INTERACTIVE EFFECTS OF SEED SIZE AND ENVIRONMENTAL CONDITIONS ON THE OUTCOME OF THE INTERACTION BETWEEN RODENTS AND A THREATENED ATACAMA DESSERT SHRUB
Loayza, A.P.1, Luna, C.A.1 and Calviño-Cancela, M.2
1Departamento de Biología, Universidad de La Serena, La Serena, Chile
2Departamento de Biología y Ecología Animal, Universidad de Vigo, Vigo, España
Contact: Andrea Loayza, firstname.lastname@example.org
Spatial and temporal variations in the biotic and abiotic conditions of an environment can lead to context dependence in the strength and outcome of species interactions. Myrcianthes coquimbensis is a narrow endemic shrub of the Atacama Desert whose seeds are solely consumed by three species of scatter-hoarding rodents. These rodents act both as seed predators and dispersers, depending partly on seed size. Along its distribution range, strong interannual variability in rainfall leads to changes in M. coquimbensis crop sizes; wet years are characterized by fruit abundance, whereas in dry years fruits are scarce. In this study we parameterized an individual-based model -using three years of field data, as well as cafeteria experiments- to determine how context-dependence in terms of fruit availability and seed size interact to alter the sign and strength of the interaction between rodents and M. coquimbensis.

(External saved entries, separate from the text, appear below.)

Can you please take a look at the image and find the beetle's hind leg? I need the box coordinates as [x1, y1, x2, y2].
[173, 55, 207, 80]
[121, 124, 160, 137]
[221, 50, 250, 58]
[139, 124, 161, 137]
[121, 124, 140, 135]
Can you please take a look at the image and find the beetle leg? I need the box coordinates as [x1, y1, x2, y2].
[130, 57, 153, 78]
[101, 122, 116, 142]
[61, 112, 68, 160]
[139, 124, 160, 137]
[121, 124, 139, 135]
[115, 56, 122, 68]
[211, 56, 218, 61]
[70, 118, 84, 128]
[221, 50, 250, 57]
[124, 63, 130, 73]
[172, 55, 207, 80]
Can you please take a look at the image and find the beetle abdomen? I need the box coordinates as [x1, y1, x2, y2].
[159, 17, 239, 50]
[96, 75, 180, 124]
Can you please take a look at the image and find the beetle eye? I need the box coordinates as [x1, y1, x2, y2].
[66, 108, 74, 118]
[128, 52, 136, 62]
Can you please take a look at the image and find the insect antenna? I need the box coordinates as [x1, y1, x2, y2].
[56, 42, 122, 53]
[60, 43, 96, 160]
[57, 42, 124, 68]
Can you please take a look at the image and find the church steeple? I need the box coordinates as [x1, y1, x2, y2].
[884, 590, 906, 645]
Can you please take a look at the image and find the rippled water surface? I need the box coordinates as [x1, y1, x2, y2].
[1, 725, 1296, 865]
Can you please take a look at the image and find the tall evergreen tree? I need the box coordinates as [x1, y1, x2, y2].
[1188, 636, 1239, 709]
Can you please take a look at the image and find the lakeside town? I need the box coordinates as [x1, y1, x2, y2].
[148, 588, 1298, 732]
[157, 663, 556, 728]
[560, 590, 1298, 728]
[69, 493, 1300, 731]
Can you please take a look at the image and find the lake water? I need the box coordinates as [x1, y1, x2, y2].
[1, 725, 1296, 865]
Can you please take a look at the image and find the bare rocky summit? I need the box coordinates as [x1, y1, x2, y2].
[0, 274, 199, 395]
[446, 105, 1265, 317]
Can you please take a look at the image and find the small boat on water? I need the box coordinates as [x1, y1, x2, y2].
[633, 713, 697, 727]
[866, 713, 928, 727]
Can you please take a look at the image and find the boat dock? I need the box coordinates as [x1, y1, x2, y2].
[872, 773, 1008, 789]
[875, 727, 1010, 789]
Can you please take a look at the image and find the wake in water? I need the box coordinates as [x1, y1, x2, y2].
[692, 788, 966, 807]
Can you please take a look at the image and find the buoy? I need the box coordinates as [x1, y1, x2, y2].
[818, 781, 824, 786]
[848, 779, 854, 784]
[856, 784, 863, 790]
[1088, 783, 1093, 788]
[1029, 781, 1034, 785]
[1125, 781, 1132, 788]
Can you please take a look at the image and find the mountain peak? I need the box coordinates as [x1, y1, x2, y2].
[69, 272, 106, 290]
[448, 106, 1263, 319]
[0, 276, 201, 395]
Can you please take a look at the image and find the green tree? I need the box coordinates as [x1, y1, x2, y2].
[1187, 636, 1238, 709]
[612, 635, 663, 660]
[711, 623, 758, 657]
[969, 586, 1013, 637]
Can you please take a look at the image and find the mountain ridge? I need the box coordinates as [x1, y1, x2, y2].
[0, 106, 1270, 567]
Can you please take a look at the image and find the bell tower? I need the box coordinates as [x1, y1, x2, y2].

We found that the quality of seed dispersal services provided by the three rodent species were strongly context-dependent, but were also determined by seed size. During both wet and dry years, large seeds manipulated by rodents had lower recruitment probabilities than those that were ignored and left under the parent plant. In contrast, during wet and dry years, small seeds manipulated by all rodent species had higher recruitment probabilities than small seeds that were ignored under the parent plant. Differences in recruitment probabilities were partly explained by the habitats where seeds arrived. In wet years, seeds had a higher recruitment probability under conspecific plants than in rock cavities, whereas the opposite was true in dry years. Finally, we also found an interaction between habitat and seed size on the probability of recruitment; in wet years the probability of recruitment in rock cavities decreased with smaller seeds, in contrast, in dry years this probability increased with larger seeds. In summary, our results provide new evidence that the strength and sign of the interaction between a plant and its frugivores can vary with time, with the identities of the interacting species, and with the interaction of time and seed size.